I’ve always been caught up in that dizzying, fateful relation between poetry and philosophy. I wrote my first poems at the same time I was devouring, if hardly digesting, Camus, Sartre, Kierkegaard, and Wittgenstein.
Because I sat on a bench in Victoria Park one spring Saturday morning reading Kiekegaard and Pound’s ABC of Reading and Selected Poems understanding nothing
Because lying out on the sunny lawn fifteen I read “Not how the world is is the mystical but that it is” and understood
Because John Newlove the Regina Public Library’s writer-in-residence gave me his Fatman and reading it in the shade on the white picnic table on the patio in our backyard thought “I can do that!” and wrote my first three poems
My undergraduate years were devoted to philosophy, and my graduate, to poetry; my MA creative thesis (In the Way of Knowledge) was an exploration of various ways thought inspired song and language incarnated thought, a field of writing I was to later find out has been central to a vital strain of German thought since the days of the Athenaeum (1798-1800).

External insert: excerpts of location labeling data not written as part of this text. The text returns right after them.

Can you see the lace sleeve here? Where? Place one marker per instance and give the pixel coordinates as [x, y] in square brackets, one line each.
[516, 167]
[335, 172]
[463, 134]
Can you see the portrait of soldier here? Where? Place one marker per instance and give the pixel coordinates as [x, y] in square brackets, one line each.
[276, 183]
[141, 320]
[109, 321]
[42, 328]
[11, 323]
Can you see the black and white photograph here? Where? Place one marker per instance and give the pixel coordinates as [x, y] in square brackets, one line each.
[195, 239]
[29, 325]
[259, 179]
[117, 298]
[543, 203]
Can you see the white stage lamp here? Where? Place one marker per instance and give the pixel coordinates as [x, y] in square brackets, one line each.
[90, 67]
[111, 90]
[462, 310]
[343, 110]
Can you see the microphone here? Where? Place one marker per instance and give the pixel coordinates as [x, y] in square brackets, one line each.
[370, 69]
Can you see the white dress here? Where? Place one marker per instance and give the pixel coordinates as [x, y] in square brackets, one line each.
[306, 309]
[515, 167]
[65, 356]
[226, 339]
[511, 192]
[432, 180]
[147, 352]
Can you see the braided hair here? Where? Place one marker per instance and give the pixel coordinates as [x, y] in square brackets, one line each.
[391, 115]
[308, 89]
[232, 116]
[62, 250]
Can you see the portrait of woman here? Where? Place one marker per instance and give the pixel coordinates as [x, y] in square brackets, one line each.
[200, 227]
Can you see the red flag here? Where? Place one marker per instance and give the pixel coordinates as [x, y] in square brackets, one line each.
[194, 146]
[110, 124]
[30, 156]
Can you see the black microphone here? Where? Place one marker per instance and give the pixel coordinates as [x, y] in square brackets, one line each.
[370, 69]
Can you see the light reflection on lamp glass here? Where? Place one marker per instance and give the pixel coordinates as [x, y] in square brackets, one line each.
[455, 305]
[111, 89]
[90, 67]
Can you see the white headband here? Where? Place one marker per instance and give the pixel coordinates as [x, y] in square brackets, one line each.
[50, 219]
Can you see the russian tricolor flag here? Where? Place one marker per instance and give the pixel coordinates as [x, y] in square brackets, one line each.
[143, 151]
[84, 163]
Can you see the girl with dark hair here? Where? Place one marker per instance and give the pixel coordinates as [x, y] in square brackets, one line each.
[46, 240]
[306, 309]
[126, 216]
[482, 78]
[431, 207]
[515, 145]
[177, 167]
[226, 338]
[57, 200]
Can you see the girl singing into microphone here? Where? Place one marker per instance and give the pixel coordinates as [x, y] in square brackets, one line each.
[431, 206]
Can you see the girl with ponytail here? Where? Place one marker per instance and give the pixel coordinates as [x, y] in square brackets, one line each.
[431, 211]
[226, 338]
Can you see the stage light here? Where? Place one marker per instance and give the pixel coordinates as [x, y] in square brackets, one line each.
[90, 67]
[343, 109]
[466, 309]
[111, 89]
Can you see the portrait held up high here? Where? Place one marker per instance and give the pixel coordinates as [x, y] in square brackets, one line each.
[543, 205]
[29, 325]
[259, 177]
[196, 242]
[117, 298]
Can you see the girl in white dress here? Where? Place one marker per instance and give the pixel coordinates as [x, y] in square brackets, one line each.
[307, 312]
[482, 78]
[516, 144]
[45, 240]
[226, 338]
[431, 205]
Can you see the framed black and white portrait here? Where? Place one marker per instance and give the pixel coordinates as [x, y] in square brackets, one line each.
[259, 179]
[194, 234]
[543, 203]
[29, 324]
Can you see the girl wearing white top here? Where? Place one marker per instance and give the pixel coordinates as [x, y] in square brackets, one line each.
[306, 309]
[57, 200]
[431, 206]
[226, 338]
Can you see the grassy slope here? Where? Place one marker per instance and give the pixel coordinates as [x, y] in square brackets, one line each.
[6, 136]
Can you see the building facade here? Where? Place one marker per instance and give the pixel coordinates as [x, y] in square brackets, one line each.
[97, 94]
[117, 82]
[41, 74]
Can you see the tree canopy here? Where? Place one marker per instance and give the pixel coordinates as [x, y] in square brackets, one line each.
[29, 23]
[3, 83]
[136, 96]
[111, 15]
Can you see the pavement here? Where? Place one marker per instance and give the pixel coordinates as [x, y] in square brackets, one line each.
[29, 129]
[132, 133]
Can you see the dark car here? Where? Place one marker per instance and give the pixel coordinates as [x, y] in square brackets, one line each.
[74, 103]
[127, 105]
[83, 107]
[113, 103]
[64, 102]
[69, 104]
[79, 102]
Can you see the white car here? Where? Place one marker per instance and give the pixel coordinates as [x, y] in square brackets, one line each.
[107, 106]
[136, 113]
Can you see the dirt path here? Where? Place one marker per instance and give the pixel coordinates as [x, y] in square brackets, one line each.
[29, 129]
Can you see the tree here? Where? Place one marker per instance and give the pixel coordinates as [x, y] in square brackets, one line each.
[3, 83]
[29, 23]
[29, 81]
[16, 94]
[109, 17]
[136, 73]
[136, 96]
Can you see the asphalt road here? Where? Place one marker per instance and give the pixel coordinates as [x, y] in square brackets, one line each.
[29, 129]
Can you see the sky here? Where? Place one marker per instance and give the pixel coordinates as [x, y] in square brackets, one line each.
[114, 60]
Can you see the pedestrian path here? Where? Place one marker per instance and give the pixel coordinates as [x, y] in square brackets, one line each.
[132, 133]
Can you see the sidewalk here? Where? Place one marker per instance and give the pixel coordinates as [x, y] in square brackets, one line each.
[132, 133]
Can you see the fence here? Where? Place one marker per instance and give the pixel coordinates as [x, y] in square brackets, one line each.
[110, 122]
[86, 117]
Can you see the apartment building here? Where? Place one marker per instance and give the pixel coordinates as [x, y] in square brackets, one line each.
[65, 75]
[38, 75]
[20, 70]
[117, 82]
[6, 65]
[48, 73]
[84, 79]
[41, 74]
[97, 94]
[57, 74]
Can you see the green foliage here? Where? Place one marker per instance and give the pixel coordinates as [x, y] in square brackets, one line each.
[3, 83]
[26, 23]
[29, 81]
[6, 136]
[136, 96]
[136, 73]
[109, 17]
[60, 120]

Between then and now, my attention couldn’t help but be caught by what I came to call Canada’s Philosophische Quartett (a German television philosophical talk show hosted by Peter Sloterdijk first broadcast in 2002), a loose group of poets who took up the relation between thinking and singing as an explicit theme: Robert Bringhurst, Tim Lilburn, Don McKay, (sometimes) Dennis Cooley, and Jan Zwicky, herself a professional philosopher, whose Wittgenstein Elegies (1986) I read as I prepared my MA thesis.

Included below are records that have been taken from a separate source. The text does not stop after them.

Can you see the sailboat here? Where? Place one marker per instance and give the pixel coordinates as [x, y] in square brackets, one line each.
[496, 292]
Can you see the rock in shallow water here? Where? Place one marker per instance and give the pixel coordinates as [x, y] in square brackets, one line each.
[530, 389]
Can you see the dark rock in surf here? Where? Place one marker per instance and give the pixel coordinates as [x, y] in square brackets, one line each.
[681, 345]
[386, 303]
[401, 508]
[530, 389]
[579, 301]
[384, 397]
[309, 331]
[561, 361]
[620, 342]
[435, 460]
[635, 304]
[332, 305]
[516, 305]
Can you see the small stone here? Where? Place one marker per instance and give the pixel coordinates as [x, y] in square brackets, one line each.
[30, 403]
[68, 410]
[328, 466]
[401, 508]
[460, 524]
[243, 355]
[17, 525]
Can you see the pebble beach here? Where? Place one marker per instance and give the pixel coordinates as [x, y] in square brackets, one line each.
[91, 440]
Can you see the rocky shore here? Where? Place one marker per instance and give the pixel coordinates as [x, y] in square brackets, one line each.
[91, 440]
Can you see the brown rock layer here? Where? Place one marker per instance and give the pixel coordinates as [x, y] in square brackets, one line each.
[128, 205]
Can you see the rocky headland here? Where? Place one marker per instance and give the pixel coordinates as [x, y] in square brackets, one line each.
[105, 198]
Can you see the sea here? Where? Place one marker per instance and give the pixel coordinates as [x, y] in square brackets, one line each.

In recent years, all the overt poetic engagements with philosophy that have come to my attention have been by women. Mina Pam Dick (aka Hildebrand Pam Dick, Nico Pam Dick, et al.) holds, among other degrees, an MA in Philosophy; her first book, Delinquent (2009), engages Kierkegaard, Benjamin, and Wittgenstein through various personae and rhetorics, imitation, parody, and dialogue. Chantal Neveu’s A Spectacular Influence (trans. 2015) draws on the preSocratics, Nietzsche, and Spinoza to compose sparse meditations on incarnation, while Katy Bohinc‘s Dear Alain (2014) “demonstrates how Love, Math, Politics and Poetry are conditions on Philosophy, sexual metaphors intended, and poetry is everything.”
All these, and, doubtless, Harryman’s latest, and all those others I have been unaware of hitherto, surely call for more detailed consideration and appreciation than the mere passing mention I give here. Given world and enough and time, each shall receive due consideration, here!